〔2026/4/1〕ARアドバンストテクノロジ、AI×ロールプレイでオペレーターを育成するコンタクトセンター向けサービスをリリース

 ARアドバンストテクノロジ(以下、ARI)は、コンタクトセンターにおける人材育成・応対品質向上を継続的に支援するサービス「InnovaCall(イノバコール)」をリリースした。InnovaCallは、「Innovation(革新)」と「Call(コール)」を掛け合わせた名称。慢性的な人材不足や高い離職率、応対品質のばらつきといったコンタクトセンター業界が抱える構造的課題に対し、AIやデータを活用し、人材育成と応対品質向上を支援するサービス。InnovaCallは、オペレーターがいつでも・何度でも実践的な応対練習を行える環境を提供する。顧客の感情や背景にある本質的なニーズを読み取り、寄り添った対応によって満足を生み出す、いわゆる「神対応」オペレーターの育成を支援する。
 コンタクトセンターは、定型的な問い合わせ対応という知識労働と、顧客に寄り添う感情労働を同時に求められる高度な現場。一方で、SVの指導工数不足、ロールプレイの機会不足、新人オペレーターの早期離職、評価の属人化といった課題を長年抱えてきた。ARIは、コンタクトセンターシステムの構築・運用、ソリューションの選定から、センターの業務改善まで、長年にわたり携わってきた。その知見をもとに、AIが得意な領域はAIに任せ、人はAIでは代替できない高度なコミュニケーションに集中するという新たな役割分担を提唱している。InnovaCallは、その中でも人材育成と応対品質向上を支援する取り組みとして、現場のニーズを起点に開発された。
 生成AIが顧客役となり、人間と会話するようなスピード・間・声色で対話する。オペレーターの発話内容に応じて会話が柔軟に展開され、実際の応対に近い練習が可能。
 業務マニュアルやスクリプトを読み込ませるだけで、AIがシナリオを自動生成する。
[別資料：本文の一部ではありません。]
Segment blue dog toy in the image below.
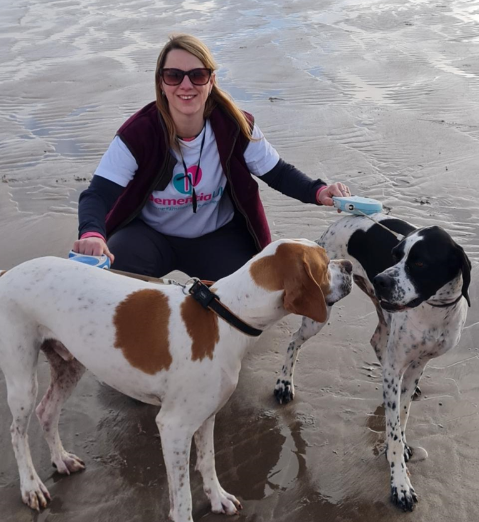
[68,250,111,270]
[333,196,383,216]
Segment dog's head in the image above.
[373,226,471,312]
[250,239,352,322]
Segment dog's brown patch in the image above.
[113,289,172,375]
[250,241,331,322]
[181,295,220,361]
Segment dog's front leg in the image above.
[401,359,426,462]
[195,415,242,515]
[274,307,331,404]
[156,408,196,522]
[383,359,417,511]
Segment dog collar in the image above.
[188,281,263,337]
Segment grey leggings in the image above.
[108,217,257,281]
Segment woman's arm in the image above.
[260,158,327,204]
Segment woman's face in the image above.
[161,49,215,127]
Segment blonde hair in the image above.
[155,34,252,148]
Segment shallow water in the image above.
[0,0,479,522]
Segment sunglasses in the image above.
[160,68,211,85]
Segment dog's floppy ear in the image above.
[457,245,472,307]
[283,258,328,323]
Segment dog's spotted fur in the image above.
[275,215,471,510]
[0,240,352,522]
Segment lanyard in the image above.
[178,128,206,214]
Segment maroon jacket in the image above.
[106,102,271,251]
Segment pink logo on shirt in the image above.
[173,165,203,194]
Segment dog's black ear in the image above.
[457,245,472,307]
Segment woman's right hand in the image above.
[72,237,115,264]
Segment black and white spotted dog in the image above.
[274,214,471,511]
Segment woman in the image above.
[73,35,350,280]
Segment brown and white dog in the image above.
[0,240,352,522]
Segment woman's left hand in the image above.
[316,182,351,207]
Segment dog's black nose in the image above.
[343,259,353,274]
[373,274,394,296]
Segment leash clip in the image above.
[188,279,219,308]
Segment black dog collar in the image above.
[188,281,263,337]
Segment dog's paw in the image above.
[274,379,294,404]
[21,475,52,511]
[208,488,243,515]
[412,386,422,401]
[391,479,418,511]
[52,450,85,475]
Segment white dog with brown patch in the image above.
[0,240,352,522]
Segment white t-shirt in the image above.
[95,121,279,237]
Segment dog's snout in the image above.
[373,274,394,295]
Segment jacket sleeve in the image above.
[78,176,124,238]
[259,158,327,205]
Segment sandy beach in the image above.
[0,0,479,522]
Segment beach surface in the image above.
[0,0,479,522]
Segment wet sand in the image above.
[0,0,479,522]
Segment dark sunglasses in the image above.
[160,68,211,85]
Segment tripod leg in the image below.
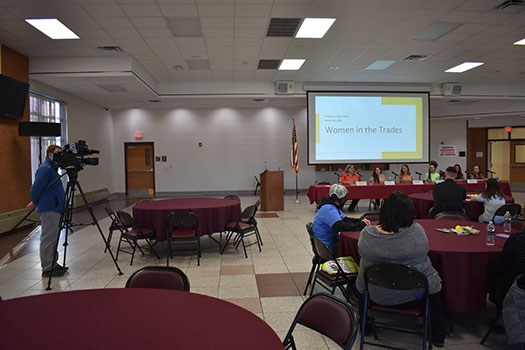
[76,182,122,275]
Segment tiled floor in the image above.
[0,193,525,350]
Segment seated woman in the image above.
[454,164,465,180]
[468,164,485,180]
[397,164,414,184]
[370,167,386,208]
[356,191,445,347]
[425,160,440,183]
[475,179,505,224]
[313,184,370,256]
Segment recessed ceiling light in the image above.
[365,60,396,70]
[25,18,80,40]
[445,62,484,73]
[279,58,305,70]
[295,18,335,39]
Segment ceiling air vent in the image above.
[97,46,122,53]
[266,18,302,37]
[257,60,281,69]
[496,0,525,11]
[403,55,430,62]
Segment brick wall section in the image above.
[0,46,31,213]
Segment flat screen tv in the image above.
[0,74,29,119]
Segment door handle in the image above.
[128,168,153,173]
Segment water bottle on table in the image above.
[485,221,496,246]
[503,210,512,233]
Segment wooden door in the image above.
[124,142,155,196]
[510,141,525,183]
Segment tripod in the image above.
[46,166,122,290]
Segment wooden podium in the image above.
[261,170,284,211]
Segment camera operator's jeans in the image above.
[39,211,60,271]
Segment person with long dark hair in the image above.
[397,164,414,184]
[475,179,505,224]
[356,191,445,347]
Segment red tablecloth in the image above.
[0,288,283,350]
[339,220,505,312]
[408,192,514,221]
[307,181,512,204]
[133,198,241,242]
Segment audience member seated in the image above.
[341,164,361,211]
[356,191,445,347]
[313,184,370,256]
[433,167,467,214]
[397,164,414,184]
[467,164,485,180]
[489,221,525,318]
[503,274,525,350]
[425,160,440,183]
[454,164,465,180]
[370,167,386,208]
[472,179,505,224]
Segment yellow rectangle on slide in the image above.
[381,97,423,159]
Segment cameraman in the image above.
[27,145,68,277]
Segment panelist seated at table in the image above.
[454,164,465,180]
[397,164,414,184]
[469,179,505,224]
[466,164,485,180]
[425,160,440,183]
[313,184,370,256]
[341,164,361,211]
[356,191,445,347]
[432,167,467,213]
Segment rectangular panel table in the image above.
[307,181,512,204]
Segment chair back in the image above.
[492,203,521,221]
[126,266,190,292]
[224,194,241,202]
[434,211,470,221]
[117,210,133,227]
[365,263,428,295]
[283,294,358,349]
[168,211,199,237]
[359,213,379,221]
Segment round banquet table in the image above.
[0,288,283,350]
[339,220,505,312]
[408,192,514,221]
[133,197,241,242]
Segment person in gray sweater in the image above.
[356,191,445,347]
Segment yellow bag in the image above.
[321,256,359,275]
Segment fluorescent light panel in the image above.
[295,18,335,39]
[365,60,396,70]
[445,62,484,73]
[25,18,80,40]
[279,58,305,70]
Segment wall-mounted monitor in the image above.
[0,74,29,119]
[307,91,430,164]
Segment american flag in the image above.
[290,119,299,175]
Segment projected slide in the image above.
[308,93,428,164]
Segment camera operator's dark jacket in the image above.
[30,157,64,213]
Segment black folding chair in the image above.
[126,266,190,292]
[360,263,432,350]
[166,211,201,266]
[283,294,358,350]
[221,204,262,258]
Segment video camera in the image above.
[53,140,100,170]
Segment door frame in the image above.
[124,141,157,196]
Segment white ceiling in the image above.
[0,0,525,112]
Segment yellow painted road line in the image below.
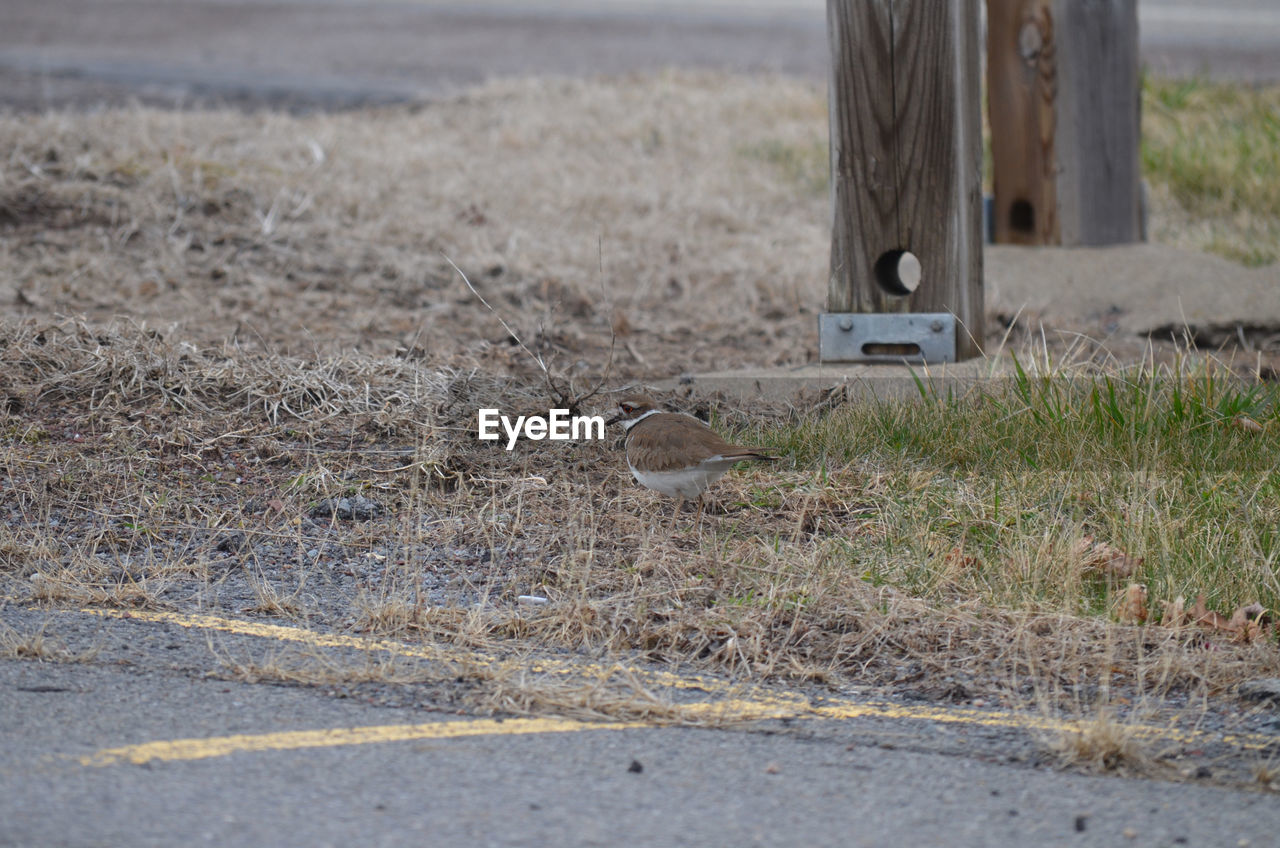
[67,608,1280,756]
[79,607,788,703]
[79,719,645,766]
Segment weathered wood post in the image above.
[987,0,1143,246]
[819,0,983,361]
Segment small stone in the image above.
[1235,678,1280,705]
[311,494,383,521]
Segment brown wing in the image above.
[627,412,776,471]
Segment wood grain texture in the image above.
[1057,0,1142,245]
[987,0,1061,245]
[987,0,1142,246]
[827,0,983,359]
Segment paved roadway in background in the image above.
[0,0,1280,109]
[0,0,1280,847]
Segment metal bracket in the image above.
[818,313,956,363]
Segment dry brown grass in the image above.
[0,621,102,662]
[0,74,1280,715]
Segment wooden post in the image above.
[987,0,1143,246]
[827,0,983,359]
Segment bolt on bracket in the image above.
[818,313,956,363]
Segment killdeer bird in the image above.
[605,395,777,521]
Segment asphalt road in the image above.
[0,0,1280,110]
[0,0,1280,847]
[0,606,1280,847]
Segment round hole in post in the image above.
[876,250,920,297]
[1009,200,1036,233]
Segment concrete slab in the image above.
[653,359,1012,404]
[983,243,1280,337]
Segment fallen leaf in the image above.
[1075,535,1142,580]
[1231,415,1266,433]
[1160,594,1187,628]
[1192,592,1267,642]
[1116,583,1147,624]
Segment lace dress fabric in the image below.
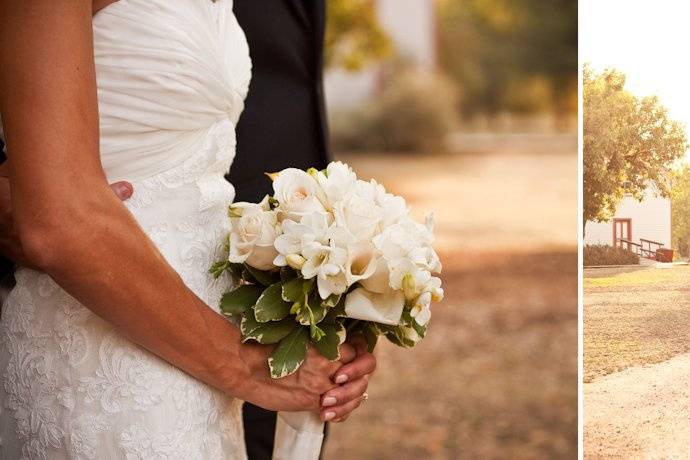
[0,0,251,459]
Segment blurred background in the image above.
[325,0,578,459]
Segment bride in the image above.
[0,0,373,459]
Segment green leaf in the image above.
[282,278,304,302]
[242,264,280,286]
[254,282,292,323]
[220,284,264,315]
[314,324,345,361]
[296,295,327,326]
[208,260,230,278]
[240,308,299,345]
[280,267,297,282]
[268,327,309,379]
[228,263,244,278]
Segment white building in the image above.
[324,0,436,111]
[584,188,671,250]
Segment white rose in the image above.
[228,203,278,270]
[333,181,383,241]
[273,168,325,220]
[316,161,357,205]
[345,287,405,326]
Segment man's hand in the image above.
[321,336,376,422]
[0,162,134,267]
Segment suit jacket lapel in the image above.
[310,0,326,71]
[285,0,311,29]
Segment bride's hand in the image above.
[0,162,132,268]
[240,343,357,413]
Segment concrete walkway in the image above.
[584,353,690,459]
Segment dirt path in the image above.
[584,353,690,459]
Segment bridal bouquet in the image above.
[211,162,443,458]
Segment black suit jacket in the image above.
[227,0,330,460]
[227,0,330,201]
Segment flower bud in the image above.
[285,254,306,270]
[402,273,417,299]
[431,287,444,302]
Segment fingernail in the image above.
[113,182,132,200]
[321,396,338,407]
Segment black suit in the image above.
[228,0,330,460]
[0,0,330,460]
[228,0,329,201]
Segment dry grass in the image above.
[584,266,690,382]
[326,252,577,459]
[325,135,577,460]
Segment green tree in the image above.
[583,65,688,228]
[325,0,392,71]
[671,163,690,256]
[439,0,578,116]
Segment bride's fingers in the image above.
[110,181,134,201]
[321,384,362,422]
[334,348,376,383]
[338,343,357,364]
[321,377,369,411]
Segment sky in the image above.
[580,0,690,158]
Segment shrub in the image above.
[331,70,457,152]
[583,244,640,267]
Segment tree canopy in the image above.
[438,0,578,115]
[583,65,688,226]
[325,0,392,71]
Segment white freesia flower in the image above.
[316,161,357,206]
[410,292,431,326]
[273,212,328,267]
[273,168,326,220]
[345,288,405,326]
[345,241,378,286]
[371,179,410,228]
[228,203,278,270]
[359,257,390,294]
[302,241,348,299]
[424,276,444,302]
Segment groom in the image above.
[0,0,373,460]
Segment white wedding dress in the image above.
[0,0,251,460]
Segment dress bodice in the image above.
[93,0,251,181]
[0,0,251,460]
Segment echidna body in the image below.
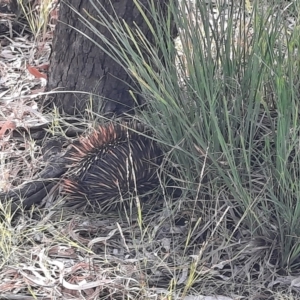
[63,122,162,210]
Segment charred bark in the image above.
[46,0,177,115]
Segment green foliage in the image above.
[75,0,300,290]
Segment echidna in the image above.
[0,121,162,210]
[62,122,162,210]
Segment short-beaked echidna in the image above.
[62,121,162,210]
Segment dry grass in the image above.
[0,0,299,300]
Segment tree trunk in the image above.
[46,0,176,115]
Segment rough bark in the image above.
[46,0,176,115]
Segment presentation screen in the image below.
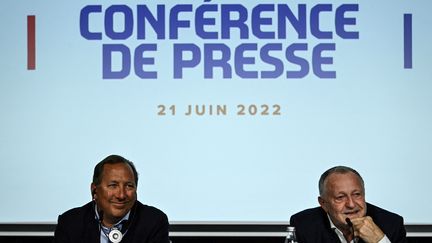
[0,0,432,224]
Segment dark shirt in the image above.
[290,203,407,243]
[54,201,169,243]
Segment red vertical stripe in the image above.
[27,15,36,70]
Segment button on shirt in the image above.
[327,214,391,243]
[95,208,130,243]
一言一句の細かな設定は不要で、教育担当者の負担を大幅に削減する。
 顧客の感情、背景、難易度などを設定でき、クレーム対応や難易度の高いケースも再現可能。現場で求められる実践力を強化する。
 ロールプレイ後には、AIが評価スコアと改善点を即時提示する。会話ログの文字起こしにより、客観的な振り返りを支援する。
 InnovaCall の導入により、以下の効果が期待できる。
・SVの指導工数削減:ロールプレイ相手をAIが担い、マネジメント業務に集中
・練習量の増加と早期戦力化:時間・場所に縛られない練習環境
・応対品質の標準化:評価の属人化を防ぎ、センター全体の品質を底上げ
・離職防止・採用育成コスト削減:十分な練習機会の確保による不安低減・心理的安全性の向上
 PoC(概念実証)では、65名のオペレーターに対し、複数回にわたってInnovaCallを利用して、約3カ月間の検証を実施した。その結果、95%のオペレーターが「応対品質の向上を実感した」と回答している。
 ARIはInnovaCallを、ロールプレイにとどまらず、コンタクトセンターにおける育成・応対品質向上の取り組みを継続的に支援するサービスへと進化させていく予定。今後は、応対品質評価、業務知識トレーニング、モチベーション支援などの機能を順次拡張していく。これにより、コンタクトセンターを単なる問い合わせ対応部門ではなく、顧客満足や体験価値を生み出す重要な役割へと進化させることを目指す。